Após romper ligamento, Dany Vitória foca na reabilitação e mantém sonho olímpico
Atleta sofreu ruptura do LCA do joelho na semana anterior à seletiva para a seleção; ortopedista detalha lesão que está entre as mais comuns no esporte
Mais pesada que o currículo de Danielly Vitória no taekwondo é a fé da juiz-forana. Recorrentemente integrante da seleção brasileira de base na arte marcial, multicampeã em torneios nacionais e atleta de 19 anos da equipe Two Brothers Team, de São Caetano do Sul (SP), Dany iniciou 2022 com foco na disputa do Grand Slam, em fevereiro, que daria vaga tanto na seleção principal adulta quanto no Mundial. Uma semana antes de entrar em ação, no entanto, ela começaria a viver um dos principais desafios de sua vida. Durante um treinamento, ela rompeu o ligamento cruzado anterior do joelho direito, o LCA, lesão que a tirou de quase toda a temporada. De lá para cá, a mudança de chave ocorreu e todos os esforços passaram a ser voltados à plena recuperação, desde o pré-operatório, de pouco mais de dois meses de preparação, até a intervenção cirúrgica, necessária em sua situação para a retomada, a médio e longo prazo, da prática esportiva sem limitações.
“Tem sido uma experiência nova, que não estou acostumada, mas eu diria que é uma vivência de muita resiliência. No começo foi difícil, até porque eu estava no ápice de treinamento, mas depois da cirurgia, principalmente, calibrei o foco, falei que isso faria parte da minha vida. Tenho que focar na recuperação pra voltar o mais rápido possível para as competições”, conta Dany à Tribuna.
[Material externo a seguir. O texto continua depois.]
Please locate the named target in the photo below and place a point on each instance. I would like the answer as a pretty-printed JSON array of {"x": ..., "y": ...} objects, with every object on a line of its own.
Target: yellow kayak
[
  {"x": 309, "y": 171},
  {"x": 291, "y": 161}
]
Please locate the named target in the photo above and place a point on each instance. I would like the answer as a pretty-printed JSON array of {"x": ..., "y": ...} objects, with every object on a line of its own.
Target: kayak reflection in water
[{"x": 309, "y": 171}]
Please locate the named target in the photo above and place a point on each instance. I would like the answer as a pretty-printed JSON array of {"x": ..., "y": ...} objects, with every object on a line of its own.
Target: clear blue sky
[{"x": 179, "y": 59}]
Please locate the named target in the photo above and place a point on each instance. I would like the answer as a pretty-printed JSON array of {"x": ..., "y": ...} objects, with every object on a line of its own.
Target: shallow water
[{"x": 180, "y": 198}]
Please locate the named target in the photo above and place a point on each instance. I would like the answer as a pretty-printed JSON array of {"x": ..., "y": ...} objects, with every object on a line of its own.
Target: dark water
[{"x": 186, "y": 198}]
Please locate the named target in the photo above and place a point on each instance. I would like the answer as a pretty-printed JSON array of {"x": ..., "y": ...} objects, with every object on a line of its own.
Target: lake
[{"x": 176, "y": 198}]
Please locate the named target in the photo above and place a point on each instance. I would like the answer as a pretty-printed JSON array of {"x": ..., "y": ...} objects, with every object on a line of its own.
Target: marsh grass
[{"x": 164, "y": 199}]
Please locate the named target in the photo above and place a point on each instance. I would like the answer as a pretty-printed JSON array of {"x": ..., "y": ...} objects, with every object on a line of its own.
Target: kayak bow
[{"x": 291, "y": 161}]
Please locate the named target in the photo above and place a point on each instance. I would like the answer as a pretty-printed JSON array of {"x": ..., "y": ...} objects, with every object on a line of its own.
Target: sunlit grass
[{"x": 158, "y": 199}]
A operação ocorreu no final de abril e, desde então, com o pensamento voltado exclusivamente à reabilitação, Dany iniciou a fisioterapia de forma imediata. Passados mais de três meses do processo cirúrgico, ela conta que passou a comemorar cada pequeno passo dado, literalmente. “O mais interessante de tudo é que começamos a dar valor para as pequenas vitórias. Principalmente no primeiro mês após a cirurgia, é conseguir dobrar um pouco mais o joelho, subir escadas sem muleta, andar sem dificuldade. Hoje já é conseguir colocar um pouco mais de carga no treino de força, dar os chutes, cada vez fazer mais movimentos de chutes”, explica.
A atleta tem intercalado seus dias entre Juiz de Fora, sobretudo para ver a família e patrocinadores, e São Caetano, onde faz o seu tratamento. “Lá posso contar com meu fisioterapeuta esportivo, experiente nesse tipo de lesão, e também assisto os treinos da minha equipe, porque é muito importante eu continuar me atualizando sobre o esporte. O taekwondo muda muito as regras, então é sempre bom eu estar atualizada”, analisa.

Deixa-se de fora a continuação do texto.